Ela veio a mim, vivamente, pediu-me desculpa de tudo. Não tinha intenção de ofensa, não 
podia tê-la; só podia agradecer tudo o que fizera por ela. Sabia que a estimava muito.
        
        -Mas não compreendo. . .
        
        - Compreende, se quiser.
        
        - Venha explicar-se com a sua velha amiga; ela lhe dirá que estimou muito não ser 
verdadeira a sua primeira suposição.
        
        - Para ela, creio.
        
        - E para todos.
        
        -Para mim, não. Seja como for, não poderia casar-me com o filho do mesmo 
homem que envergonhou minha família. . . Perdão; não falemos nisto.
        
        Olhei assombrado para ela.
        
        -Essa palavra é de orgulho, disse-lhe no fim de alguns instantes.
        
        - Orgulho, não; eu não sei que cousa é orgulho. Sei que nunca estimei tanto a 
ninguém como a minha mãe. Não lhe disse isso mesmo uma vez? Gostava muito de mamãe; 
era para mim na terra como Nossa Senhora no céu. E esta santa tão boa como a outra, esta 
santa é que. . . Não; perdoe-me. Orgulho? Não é orgulho; é vergonha; creia que estou muito 
envergonhada.
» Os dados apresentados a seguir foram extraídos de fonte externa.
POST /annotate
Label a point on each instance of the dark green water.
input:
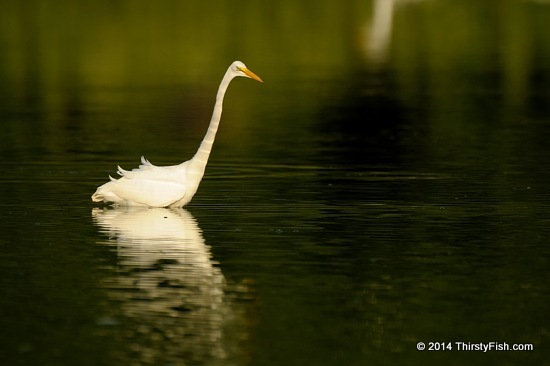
(355, 204)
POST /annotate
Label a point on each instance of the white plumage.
(175, 185)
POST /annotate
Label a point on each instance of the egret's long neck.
(201, 157)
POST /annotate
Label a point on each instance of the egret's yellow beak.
(250, 74)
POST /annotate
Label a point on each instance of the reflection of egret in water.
(167, 289)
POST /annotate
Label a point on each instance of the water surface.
(343, 218)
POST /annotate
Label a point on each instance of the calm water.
(343, 217)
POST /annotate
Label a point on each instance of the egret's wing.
(148, 171)
(150, 192)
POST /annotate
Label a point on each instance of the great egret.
(175, 185)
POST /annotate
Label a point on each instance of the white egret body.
(175, 185)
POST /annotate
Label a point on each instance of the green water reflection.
(386, 185)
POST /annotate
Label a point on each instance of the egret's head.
(240, 69)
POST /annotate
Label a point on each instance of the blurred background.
(387, 184)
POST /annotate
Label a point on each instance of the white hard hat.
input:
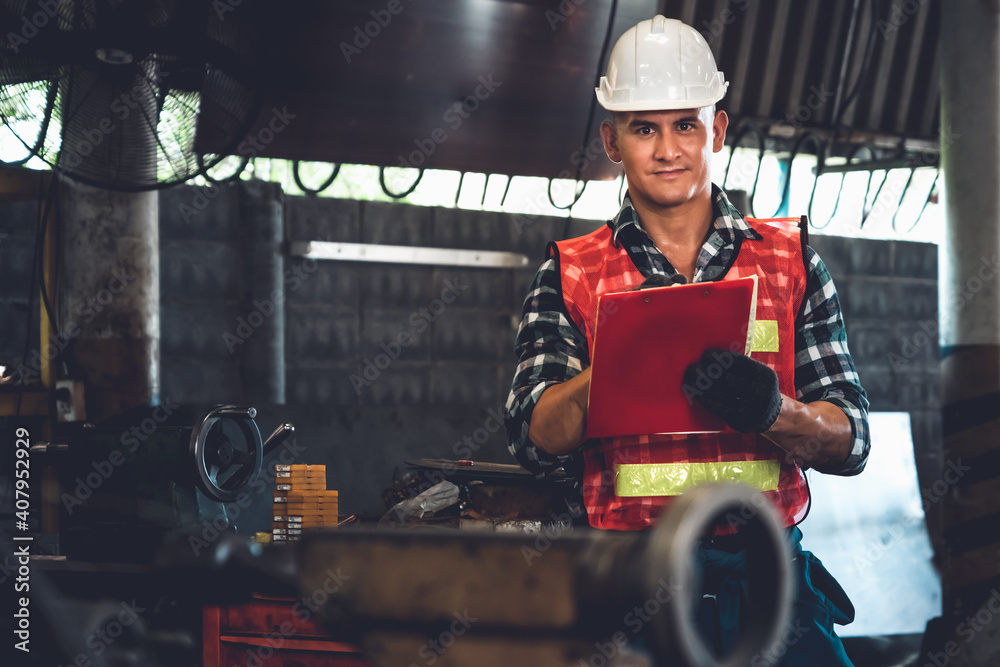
(659, 64)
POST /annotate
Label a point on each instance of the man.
(798, 401)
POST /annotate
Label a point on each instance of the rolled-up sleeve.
(824, 369)
(550, 349)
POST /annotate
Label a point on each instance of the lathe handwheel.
(215, 454)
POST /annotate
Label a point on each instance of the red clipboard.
(645, 340)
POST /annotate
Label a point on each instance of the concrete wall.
(444, 386)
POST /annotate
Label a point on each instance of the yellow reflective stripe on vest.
(765, 336)
(673, 479)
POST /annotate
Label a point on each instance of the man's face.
(667, 155)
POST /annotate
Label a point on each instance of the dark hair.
(618, 117)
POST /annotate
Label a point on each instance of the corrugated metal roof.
(858, 71)
(867, 67)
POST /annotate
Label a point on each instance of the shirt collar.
(727, 221)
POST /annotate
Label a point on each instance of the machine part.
(215, 454)
(646, 74)
(551, 594)
(396, 254)
(278, 436)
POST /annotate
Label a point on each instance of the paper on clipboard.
(645, 340)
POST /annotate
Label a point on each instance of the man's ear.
(719, 126)
(609, 135)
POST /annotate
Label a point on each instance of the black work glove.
(741, 391)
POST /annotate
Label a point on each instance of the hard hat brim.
(656, 105)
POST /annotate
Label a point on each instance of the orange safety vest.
(592, 265)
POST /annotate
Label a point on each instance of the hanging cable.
(867, 211)
(232, 178)
(840, 189)
(32, 286)
(927, 200)
(506, 189)
(458, 192)
(749, 129)
(49, 204)
(902, 196)
(313, 191)
(593, 98)
(865, 66)
(807, 138)
(398, 195)
(579, 193)
(486, 186)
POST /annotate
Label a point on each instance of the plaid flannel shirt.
(551, 349)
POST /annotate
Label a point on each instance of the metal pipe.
(970, 318)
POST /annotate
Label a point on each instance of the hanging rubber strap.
(804, 240)
(673, 479)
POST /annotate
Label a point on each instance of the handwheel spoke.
(243, 457)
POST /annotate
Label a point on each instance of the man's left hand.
(741, 391)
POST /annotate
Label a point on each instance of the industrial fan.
(121, 94)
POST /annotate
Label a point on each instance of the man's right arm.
(547, 406)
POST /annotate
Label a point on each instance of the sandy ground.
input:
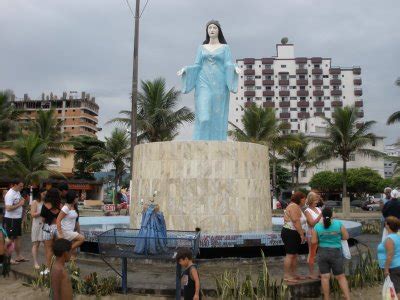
(14, 289)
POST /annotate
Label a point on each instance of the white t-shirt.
(12, 198)
(69, 221)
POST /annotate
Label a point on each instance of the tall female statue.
(213, 76)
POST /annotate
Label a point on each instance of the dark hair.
(70, 197)
(184, 253)
(53, 197)
(393, 223)
(296, 197)
(327, 217)
(63, 186)
(221, 37)
(61, 246)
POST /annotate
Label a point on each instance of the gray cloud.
(87, 45)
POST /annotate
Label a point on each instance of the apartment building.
(296, 87)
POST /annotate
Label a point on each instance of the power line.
(131, 10)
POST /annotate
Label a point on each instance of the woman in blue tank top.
(389, 252)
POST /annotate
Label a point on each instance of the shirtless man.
(61, 288)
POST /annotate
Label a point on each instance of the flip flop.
(22, 260)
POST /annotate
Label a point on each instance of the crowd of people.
(54, 216)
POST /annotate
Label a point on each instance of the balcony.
(284, 93)
(318, 82)
(284, 115)
(302, 82)
(248, 103)
(317, 71)
(358, 103)
(356, 70)
(303, 103)
(335, 71)
(336, 82)
(316, 60)
(303, 115)
(318, 93)
(319, 103)
(267, 61)
(267, 72)
(268, 82)
(301, 71)
(358, 92)
(268, 93)
(284, 104)
(249, 61)
(249, 72)
(268, 104)
(301, 60)
(249, 93)
(337, 103)
(302, 93)
(249, 82)
(336, 92)
(284, 82)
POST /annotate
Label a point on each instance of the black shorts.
(13, 227)
(394, 274)
(292, 240)
(330, 259)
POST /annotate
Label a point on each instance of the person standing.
(389, 252)
(293, 235)
(37, 225)
(13, 217)
(67, 220)
(50, 210)
(313, 215)
(328, 236)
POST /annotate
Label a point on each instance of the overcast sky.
(87, 45)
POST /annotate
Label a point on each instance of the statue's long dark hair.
(221, 37)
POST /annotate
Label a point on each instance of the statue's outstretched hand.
(180, 72)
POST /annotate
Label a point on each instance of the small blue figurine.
(213, 76)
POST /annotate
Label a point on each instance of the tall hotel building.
(297, 87)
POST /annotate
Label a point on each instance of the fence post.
(178, 282)
(124, 275)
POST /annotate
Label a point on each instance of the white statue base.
(220, 187)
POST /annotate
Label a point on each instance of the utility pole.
(135, 85)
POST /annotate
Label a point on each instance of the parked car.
(357, 203)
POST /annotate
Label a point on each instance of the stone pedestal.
(221, 187)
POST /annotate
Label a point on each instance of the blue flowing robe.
(212, 76)
(152, 236)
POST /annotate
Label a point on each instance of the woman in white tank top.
(313, 215)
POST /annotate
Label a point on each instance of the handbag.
(346, 249)
(388, 291)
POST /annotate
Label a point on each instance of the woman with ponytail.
(328, 236)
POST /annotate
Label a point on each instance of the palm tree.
(158, 119)
(116, 152)
(8, 117)
(297, 156)
(395, 117)
(85, 147)
(48, 128)
(261, 126)
(345, 136)
(30, 160)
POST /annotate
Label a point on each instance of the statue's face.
(212, 30)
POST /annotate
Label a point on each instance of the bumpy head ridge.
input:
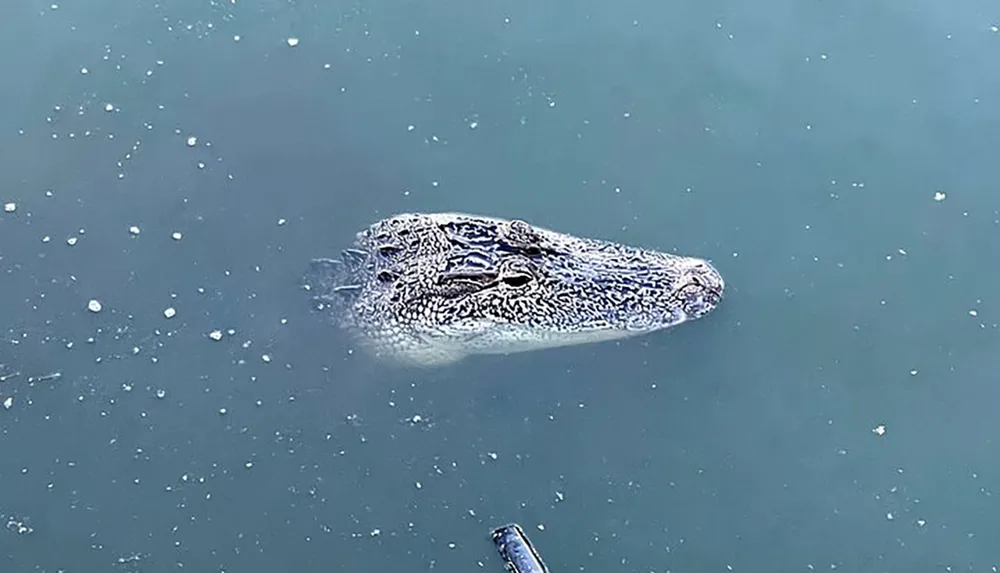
(430, 289)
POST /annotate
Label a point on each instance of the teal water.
(835, 160)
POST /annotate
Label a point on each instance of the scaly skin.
(431, 289)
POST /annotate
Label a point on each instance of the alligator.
(430, 289)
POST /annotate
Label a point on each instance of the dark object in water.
(518, 553)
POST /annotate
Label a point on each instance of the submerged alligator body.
(431, 289)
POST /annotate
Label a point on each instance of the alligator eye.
(517, 280)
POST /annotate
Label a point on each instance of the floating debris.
(516, 550)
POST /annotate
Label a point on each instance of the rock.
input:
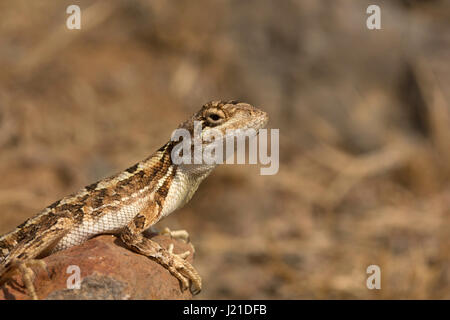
(108, 271)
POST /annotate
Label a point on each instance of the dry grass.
(364, 124)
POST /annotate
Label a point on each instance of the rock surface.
(108, 271)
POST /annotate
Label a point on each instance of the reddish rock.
(108, 271)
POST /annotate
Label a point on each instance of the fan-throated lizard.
(127, 203)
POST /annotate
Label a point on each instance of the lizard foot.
(176, 234)
(28, 274)
(183, 270)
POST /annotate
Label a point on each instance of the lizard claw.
(176, 234)
(184, 271)
(28, 274)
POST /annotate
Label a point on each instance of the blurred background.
(363, 115)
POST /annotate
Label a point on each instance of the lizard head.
(217, 121)
(223, 116)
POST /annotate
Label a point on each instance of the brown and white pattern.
(128, 203)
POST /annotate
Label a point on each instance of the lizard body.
(129, 202)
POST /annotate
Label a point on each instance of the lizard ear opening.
(214, 117)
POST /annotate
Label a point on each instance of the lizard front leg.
(132, 236)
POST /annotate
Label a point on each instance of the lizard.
(127, 204)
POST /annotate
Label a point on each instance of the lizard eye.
(214, 117)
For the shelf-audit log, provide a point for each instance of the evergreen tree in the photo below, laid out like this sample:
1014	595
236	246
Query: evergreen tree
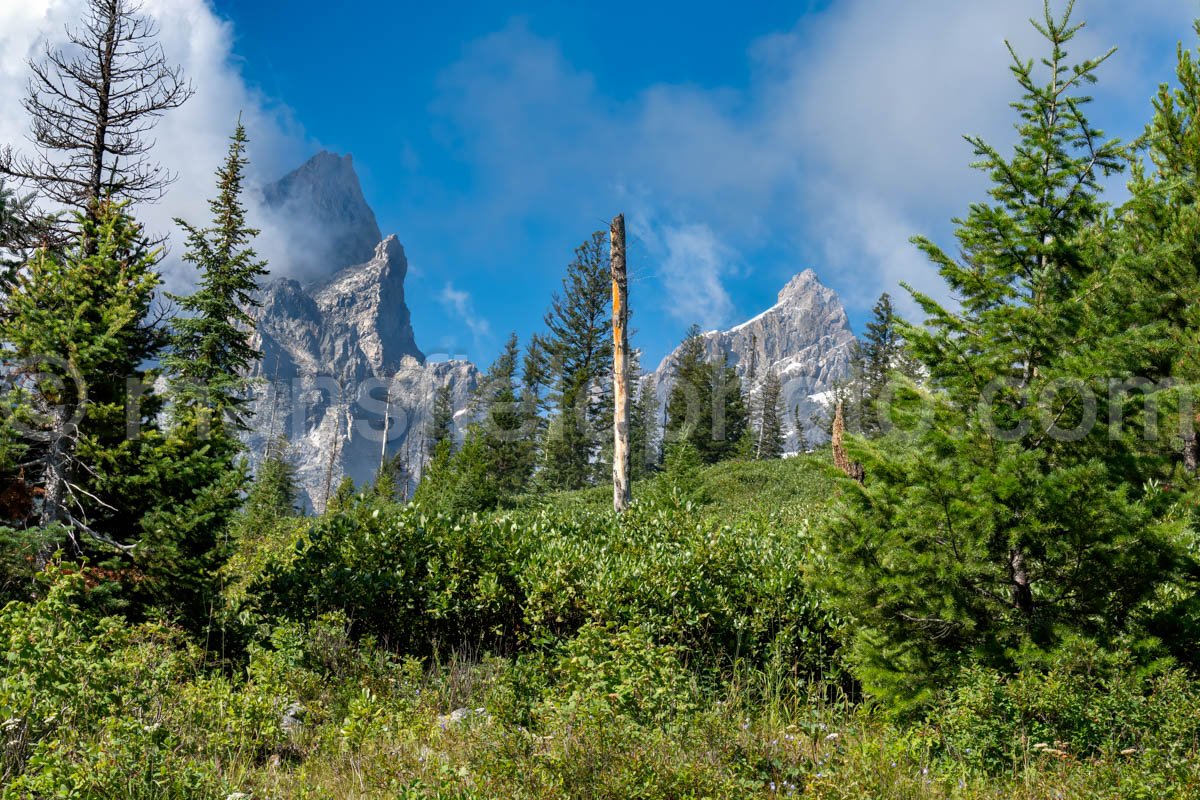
979	534
210	347
495	462
768	419
441	427
1155	298
505	425
880	354
687	401
580	352
77	328
645	434
706	407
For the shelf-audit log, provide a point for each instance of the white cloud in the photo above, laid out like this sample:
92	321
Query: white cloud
460	305
191	140
846	142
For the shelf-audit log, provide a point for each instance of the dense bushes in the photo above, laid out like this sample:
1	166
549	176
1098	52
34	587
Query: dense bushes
423	582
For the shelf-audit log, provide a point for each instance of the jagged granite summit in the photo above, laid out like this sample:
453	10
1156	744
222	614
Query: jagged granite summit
341	376
322	204
804	337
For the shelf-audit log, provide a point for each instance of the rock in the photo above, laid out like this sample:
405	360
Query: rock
322	206
340	356
292	719
459	716
804	337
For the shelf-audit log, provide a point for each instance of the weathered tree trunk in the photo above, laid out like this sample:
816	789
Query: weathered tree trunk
54	480
1023	594
840	457
621	488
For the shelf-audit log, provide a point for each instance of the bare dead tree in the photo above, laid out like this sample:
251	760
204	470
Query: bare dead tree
840	457
91	108
621	461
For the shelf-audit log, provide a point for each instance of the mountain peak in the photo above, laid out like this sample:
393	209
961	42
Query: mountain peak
799	286
322	206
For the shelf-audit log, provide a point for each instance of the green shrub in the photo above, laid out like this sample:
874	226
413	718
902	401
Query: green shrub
1080	702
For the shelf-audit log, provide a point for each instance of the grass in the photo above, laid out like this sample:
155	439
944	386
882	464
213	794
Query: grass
628	698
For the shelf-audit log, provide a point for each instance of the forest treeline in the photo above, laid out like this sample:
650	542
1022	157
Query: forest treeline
997	594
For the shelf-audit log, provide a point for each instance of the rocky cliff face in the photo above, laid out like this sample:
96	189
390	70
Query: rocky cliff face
341	374
804	337
329	223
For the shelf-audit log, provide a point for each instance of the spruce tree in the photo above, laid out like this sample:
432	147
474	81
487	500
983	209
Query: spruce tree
580	352
645	433
441	426
1155	299
768	419
211	352
984	530
77	328
706	407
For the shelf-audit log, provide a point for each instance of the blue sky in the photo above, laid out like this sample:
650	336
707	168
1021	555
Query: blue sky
744	143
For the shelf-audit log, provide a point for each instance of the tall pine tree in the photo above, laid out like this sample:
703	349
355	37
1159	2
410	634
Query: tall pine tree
580	350
1005	519
211	352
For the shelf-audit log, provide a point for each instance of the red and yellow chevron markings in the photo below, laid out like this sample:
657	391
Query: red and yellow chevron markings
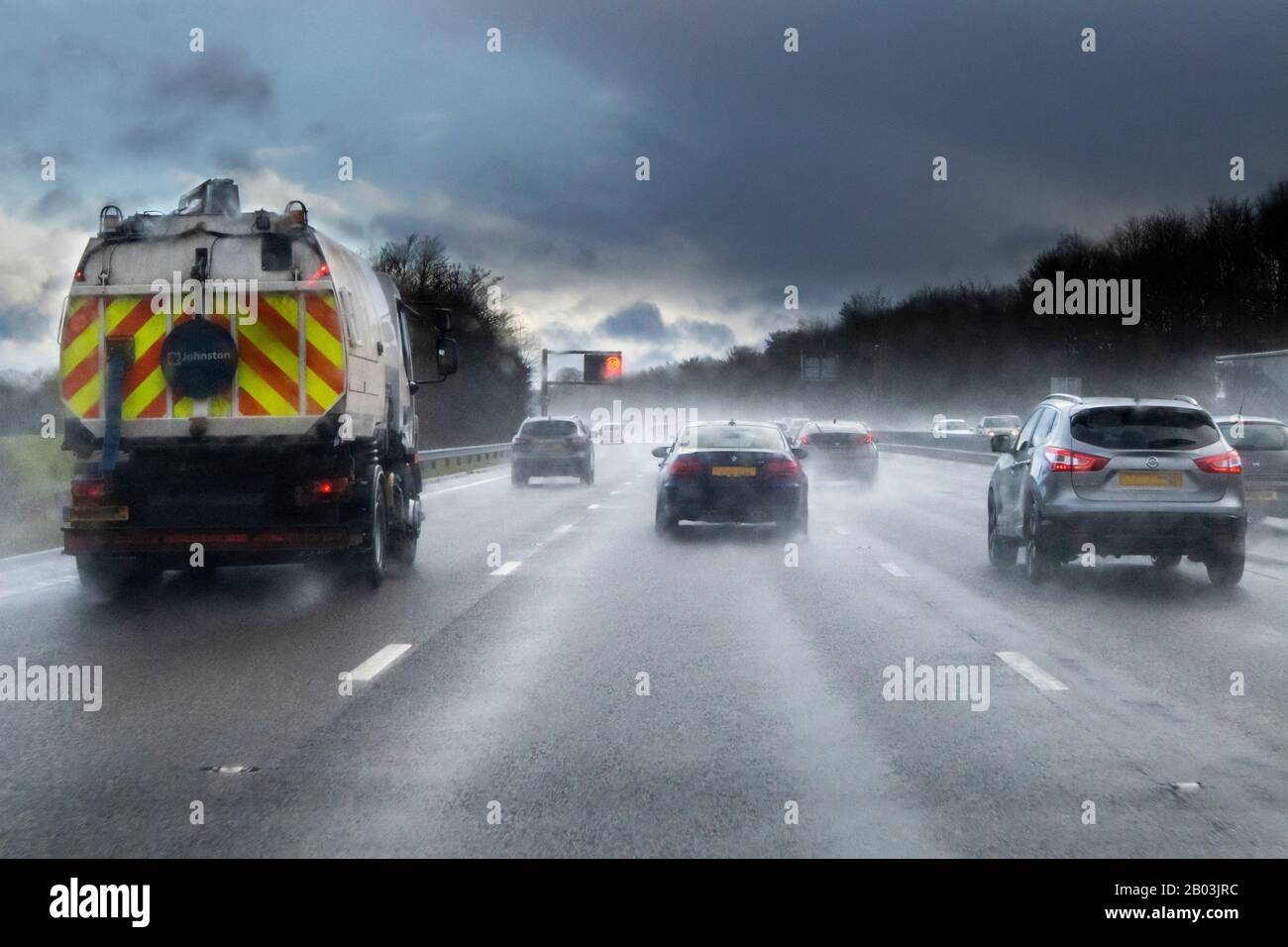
130	317
323	354
78	363
271	381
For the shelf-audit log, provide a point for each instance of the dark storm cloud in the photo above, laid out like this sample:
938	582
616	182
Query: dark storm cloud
215	80
712	334
815	167
643	322
639	321
24	324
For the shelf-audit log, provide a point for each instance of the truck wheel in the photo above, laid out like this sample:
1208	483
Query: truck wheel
377	531
102	577
404	548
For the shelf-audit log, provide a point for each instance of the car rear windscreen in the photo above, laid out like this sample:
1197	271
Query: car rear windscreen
1144	428
1257	437
549	429
729	438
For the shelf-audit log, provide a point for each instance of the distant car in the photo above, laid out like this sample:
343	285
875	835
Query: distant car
732	474
794	428
1128	475
999	424
1262	442
606	433
844	449
949	427
552	447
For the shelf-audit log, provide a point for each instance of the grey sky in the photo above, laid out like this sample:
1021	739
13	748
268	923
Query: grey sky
768	167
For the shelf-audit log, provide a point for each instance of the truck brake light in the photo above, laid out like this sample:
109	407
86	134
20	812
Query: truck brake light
327	487
89	491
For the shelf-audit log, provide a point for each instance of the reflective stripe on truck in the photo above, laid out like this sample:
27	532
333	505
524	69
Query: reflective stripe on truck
287	367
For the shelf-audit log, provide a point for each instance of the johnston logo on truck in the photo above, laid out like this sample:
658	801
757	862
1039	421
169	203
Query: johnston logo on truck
237	382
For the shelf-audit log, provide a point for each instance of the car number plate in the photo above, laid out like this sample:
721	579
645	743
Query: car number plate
1144	478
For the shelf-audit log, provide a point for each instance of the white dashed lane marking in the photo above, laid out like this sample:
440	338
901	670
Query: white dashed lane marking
377	663
464	486
1030	672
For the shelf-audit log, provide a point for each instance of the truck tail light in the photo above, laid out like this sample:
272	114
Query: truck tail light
89	491
327	487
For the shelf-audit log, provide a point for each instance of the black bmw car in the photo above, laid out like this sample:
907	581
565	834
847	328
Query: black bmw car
729	472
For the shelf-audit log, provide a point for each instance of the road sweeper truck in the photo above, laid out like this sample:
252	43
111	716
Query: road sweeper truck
239	389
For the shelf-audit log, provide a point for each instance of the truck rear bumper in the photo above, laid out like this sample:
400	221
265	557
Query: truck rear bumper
127	541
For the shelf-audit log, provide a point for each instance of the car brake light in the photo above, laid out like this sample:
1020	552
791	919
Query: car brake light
1231	462
782	467
89	491
1065	460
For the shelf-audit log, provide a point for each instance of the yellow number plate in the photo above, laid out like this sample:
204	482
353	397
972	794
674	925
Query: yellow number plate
1140	478
98	514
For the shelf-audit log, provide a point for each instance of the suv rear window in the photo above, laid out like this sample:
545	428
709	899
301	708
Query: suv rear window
1144	428
733	438
1257	437
548	428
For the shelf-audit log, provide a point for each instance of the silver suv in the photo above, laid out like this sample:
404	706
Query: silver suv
1128	475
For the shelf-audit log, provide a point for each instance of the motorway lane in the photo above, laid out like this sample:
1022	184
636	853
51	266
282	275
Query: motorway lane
765	688
231	669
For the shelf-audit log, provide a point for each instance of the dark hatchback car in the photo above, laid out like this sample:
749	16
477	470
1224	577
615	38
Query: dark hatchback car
841	449
552	447
1262	442
732	474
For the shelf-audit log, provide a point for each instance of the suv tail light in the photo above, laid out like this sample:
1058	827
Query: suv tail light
86	492
687	467
1231	462
1067	460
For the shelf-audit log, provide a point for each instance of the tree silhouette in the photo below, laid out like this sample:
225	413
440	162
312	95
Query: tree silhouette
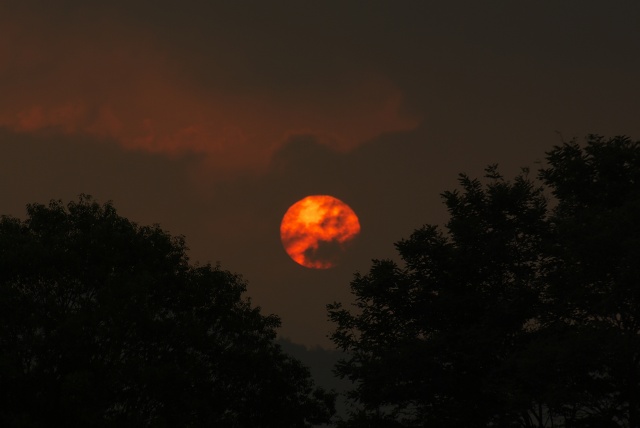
515	315
105	322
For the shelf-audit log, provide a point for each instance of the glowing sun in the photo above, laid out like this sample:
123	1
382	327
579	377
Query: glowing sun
316	230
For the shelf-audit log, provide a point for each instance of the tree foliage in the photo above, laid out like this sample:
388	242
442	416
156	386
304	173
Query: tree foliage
105	322
515	314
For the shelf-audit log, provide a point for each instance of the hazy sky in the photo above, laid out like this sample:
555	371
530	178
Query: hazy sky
212	117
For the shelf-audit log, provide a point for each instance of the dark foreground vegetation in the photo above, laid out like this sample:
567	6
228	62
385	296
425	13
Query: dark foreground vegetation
105	323
522	311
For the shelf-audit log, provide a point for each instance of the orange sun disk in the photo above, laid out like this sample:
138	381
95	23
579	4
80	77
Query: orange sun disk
317	229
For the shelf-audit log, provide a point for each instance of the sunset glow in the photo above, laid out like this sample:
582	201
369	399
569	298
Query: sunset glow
316	230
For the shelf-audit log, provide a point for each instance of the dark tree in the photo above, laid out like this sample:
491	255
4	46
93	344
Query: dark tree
104	323
514	315
594	276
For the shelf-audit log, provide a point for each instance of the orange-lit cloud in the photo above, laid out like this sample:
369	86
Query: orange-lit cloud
316	229
109	80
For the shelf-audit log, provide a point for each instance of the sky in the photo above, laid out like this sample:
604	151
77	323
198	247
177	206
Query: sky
211	118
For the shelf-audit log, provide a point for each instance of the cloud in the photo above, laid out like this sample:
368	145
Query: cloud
100	75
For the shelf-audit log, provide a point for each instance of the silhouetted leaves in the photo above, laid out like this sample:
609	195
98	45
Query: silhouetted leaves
104	322
513	315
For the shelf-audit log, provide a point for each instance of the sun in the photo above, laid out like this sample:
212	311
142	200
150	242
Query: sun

Sei que era estimada na Casa Velha; e seria ali feliz, se pudesse sê-lo; mas 
não posso, não posso.
        
        -Reflita um pouco.
        
        - Está refletido.
        
        -Reflita ainda uma noite ou duas; virei amanhã ou depois. Repare que a sua 
obstinação pode exprimir, relativamente à memória de sua mãe, uma censura ou uma 
afronta...
        
        Lalau interrompeu-me; não censurava a mãe; amava-a tanto ou mais que dantes. E 
concluiu dizendo que, por favor, não falássemos mais de tal assunto. Respondi-lhe que 
ainda lhe falaria uma vez única; pedi-lhe que refletisse. Contei tudo a D. Mafalda, e 
disse-lhe que na minha ausência, trabalhasse no mesmo sentido que eu.
        
        -Tudo deve voltar ao que era; eles gostam muito um do outro; D. Antônia 
estima-a como filha; o passado é passado. Cuidemos agora do presente e do futuro.
        
        Lalau não cedeu nada à tia, nem a mim. Não cedeu nada ao filho de D. Antônia, 
que a foi visitar, e a quem não pôde ver sem comoção, e grande; mas resistiu. Afinal, oito 
dias depois, D. Antônia mandou aprontar a sege, e foi buscá-la.
        
        - Uma vez aqui, verá que arranjamos tudo, disse-lhe ela.
        
        Entrava já no espírito de D. Antônia um pouco de amor-próprio ofendido com a 
recusa. Lalau parece que a princípio não a quis acompanhar; nunca soube nem deste ponto, 
mas é natural que fosse assim. Consentiu, finalmente, e foi por um só dia; jantou lá e voltou 
às ave-marias.
        
        Voltei à casa delas, e instei novamente, ou só com ela, ou com a tia; ela 
mantinha-se no mesmo pé, e, para o fim, com alguma impaciência. Um dia recebi recado de 
D. Mafalda; corri a ver o que era, disse-me que o filho do segeiro, Vitorino, fora pedi-la em 
casamento, e que a moça, consultada, respondeu que sim. Soube depois que ela mesma o 
incitara a fazê-lo. Compreendi que tudo estava acabado. Félix padeceu muito com esta 
notícia; mas nada há eterno neste mundo, e ele próprio acabou casando com Sinhazinha. Se 
ele e Lalau foram felizes, não sei; mas foram honestos, e basta.